Sind sie bereit , sich der rechten Hetzkampagne mutig entgegenzustellen und in einem nächsten Wahlgang für Brosius-Gersdorf zu stimmen?
So zeigen Sie: Wir Bürger:innen schauen genau hin – und erwarten Rückgrat im Kampf für Demokratie und eine unabhängige Justiz.
Denn klar ist:
🟣 Brosius-Gersdorf steht für Grundrechte und Verfassungsintegrität.
🟣 Ihre Positionen zum Abtreibungsrecht sind rechtswissenschaftlich fundiert und gesellschaftlich mehrheitsfähig.
🟣 Sie ist für den 2. Senat nominiert – dort geht es u. a. um Parteiverbote, nicht um Abtreibung.
🟣 Wer sie diffamiert, gefährdet die Unabhängigkeit der Justiz.
Sehr geehrter Herr R.,
vielen Dank für Ihre Anfrage, die ich hiermit beantworten möchte.

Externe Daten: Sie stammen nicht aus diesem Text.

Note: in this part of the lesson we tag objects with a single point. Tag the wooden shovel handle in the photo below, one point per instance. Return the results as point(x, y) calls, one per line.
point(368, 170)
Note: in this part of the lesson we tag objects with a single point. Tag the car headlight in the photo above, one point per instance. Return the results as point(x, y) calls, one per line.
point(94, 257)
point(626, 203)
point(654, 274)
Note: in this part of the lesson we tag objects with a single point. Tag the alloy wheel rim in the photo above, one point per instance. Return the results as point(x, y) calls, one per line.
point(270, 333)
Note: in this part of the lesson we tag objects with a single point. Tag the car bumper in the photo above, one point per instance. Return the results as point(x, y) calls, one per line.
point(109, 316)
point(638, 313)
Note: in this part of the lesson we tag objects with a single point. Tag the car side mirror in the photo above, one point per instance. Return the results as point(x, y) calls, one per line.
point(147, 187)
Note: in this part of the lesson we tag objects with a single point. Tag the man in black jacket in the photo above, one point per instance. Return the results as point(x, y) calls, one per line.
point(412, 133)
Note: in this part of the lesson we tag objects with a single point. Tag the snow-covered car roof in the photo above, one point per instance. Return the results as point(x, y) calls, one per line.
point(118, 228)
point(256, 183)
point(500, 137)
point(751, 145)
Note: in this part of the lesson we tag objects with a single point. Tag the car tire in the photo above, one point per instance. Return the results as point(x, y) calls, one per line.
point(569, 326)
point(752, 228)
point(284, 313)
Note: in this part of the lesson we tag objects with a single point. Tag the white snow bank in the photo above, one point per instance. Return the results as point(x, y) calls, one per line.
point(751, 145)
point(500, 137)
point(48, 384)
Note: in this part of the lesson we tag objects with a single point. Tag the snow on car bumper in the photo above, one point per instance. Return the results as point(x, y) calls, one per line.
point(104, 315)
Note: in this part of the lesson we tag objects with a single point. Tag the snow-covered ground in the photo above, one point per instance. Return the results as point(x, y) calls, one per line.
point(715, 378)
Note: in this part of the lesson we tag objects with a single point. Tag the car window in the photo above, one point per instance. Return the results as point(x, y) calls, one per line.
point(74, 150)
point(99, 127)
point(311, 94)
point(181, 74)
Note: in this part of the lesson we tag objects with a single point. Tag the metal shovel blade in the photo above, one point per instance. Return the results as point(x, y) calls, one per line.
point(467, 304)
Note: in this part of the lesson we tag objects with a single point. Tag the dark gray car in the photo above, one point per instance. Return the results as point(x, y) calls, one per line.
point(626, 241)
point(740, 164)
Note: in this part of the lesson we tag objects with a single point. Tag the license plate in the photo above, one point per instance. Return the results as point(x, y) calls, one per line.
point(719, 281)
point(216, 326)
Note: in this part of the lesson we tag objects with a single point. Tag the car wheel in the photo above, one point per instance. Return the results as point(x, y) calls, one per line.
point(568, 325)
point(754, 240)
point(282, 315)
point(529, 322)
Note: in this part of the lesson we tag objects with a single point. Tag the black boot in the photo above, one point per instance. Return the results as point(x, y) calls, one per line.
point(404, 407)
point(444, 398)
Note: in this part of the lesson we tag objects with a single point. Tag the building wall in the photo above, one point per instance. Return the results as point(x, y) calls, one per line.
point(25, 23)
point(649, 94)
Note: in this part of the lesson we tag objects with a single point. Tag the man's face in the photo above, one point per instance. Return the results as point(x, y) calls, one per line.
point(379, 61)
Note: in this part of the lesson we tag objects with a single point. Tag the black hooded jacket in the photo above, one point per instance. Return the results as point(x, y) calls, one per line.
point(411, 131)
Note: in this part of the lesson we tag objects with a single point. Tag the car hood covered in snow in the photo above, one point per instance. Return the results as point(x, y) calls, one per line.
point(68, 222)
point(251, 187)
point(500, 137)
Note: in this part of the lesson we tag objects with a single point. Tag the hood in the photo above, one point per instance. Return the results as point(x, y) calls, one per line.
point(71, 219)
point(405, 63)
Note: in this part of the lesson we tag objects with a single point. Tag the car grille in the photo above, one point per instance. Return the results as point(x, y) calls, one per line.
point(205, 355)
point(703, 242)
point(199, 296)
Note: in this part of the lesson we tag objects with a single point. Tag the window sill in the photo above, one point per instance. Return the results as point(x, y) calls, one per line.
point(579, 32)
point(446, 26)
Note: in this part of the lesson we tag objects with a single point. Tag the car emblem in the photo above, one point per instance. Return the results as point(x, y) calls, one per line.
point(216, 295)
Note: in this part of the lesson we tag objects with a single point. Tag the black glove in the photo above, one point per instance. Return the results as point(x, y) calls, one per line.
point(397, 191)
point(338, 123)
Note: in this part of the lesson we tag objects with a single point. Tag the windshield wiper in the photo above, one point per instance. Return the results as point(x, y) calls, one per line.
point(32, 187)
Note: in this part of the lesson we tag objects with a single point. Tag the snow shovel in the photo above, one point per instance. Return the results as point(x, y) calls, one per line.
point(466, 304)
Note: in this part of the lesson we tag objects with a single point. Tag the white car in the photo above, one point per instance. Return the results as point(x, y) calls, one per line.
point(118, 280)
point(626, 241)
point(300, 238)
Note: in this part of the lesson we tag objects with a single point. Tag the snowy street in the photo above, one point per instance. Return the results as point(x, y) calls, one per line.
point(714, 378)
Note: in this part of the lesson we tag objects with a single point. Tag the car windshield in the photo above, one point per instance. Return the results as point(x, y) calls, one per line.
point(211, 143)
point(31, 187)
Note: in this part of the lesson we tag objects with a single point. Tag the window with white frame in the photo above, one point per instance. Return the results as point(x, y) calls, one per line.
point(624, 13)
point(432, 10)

das Bundesverfassungsgericht ist Hüter der freiheitlich-demokratischen Grundordnung, nicht Ort für politisch weitreichende Kurskorrekturen bei zentralen Wertfragen. Gerade bei Richterwahlen ist eine besondere Zurückhaltung geboten, wenn eine Kandidatin oder ein Kandidat programmatisch von gefestigten Leitentscheidungen des Gerichts (im Falle Brosius-Gersdorf zum Lebensschutz) abweicht. Aus meiner Sicht muss eine Verfassungsrichterin oder ein Verfassungsrichter "über jeden Zweifel" erhaben sein, gerade in hochemotionalen Grundsatzfragen wie Lebensschutz oder bioethischen Konflikten, hierfür bedarf es eines sehr hohen Maßes an Kontinuität mit der bisherigen Dogmatik. Das Bundesverfassungsgericht wird als Ort verstanden, an dem fundamentale Werte nicht experimentell verschoben werden dürfen. Wenn eine Kandidatin oder ein Kandidat für dieses verfassungsrechtlich so besondere Amt eines Bundesverfassungsrichters Haltungen, bzw. Rechtsauffassungen vertritt, die an zentralen Wertfundamente rüttelt und auch die vom Gericht selbst gezogenen Leitplanken anzweifelt, so ist es nur legitim, diese Kandidatin oder diesen Kandidaten nicht zu wählen.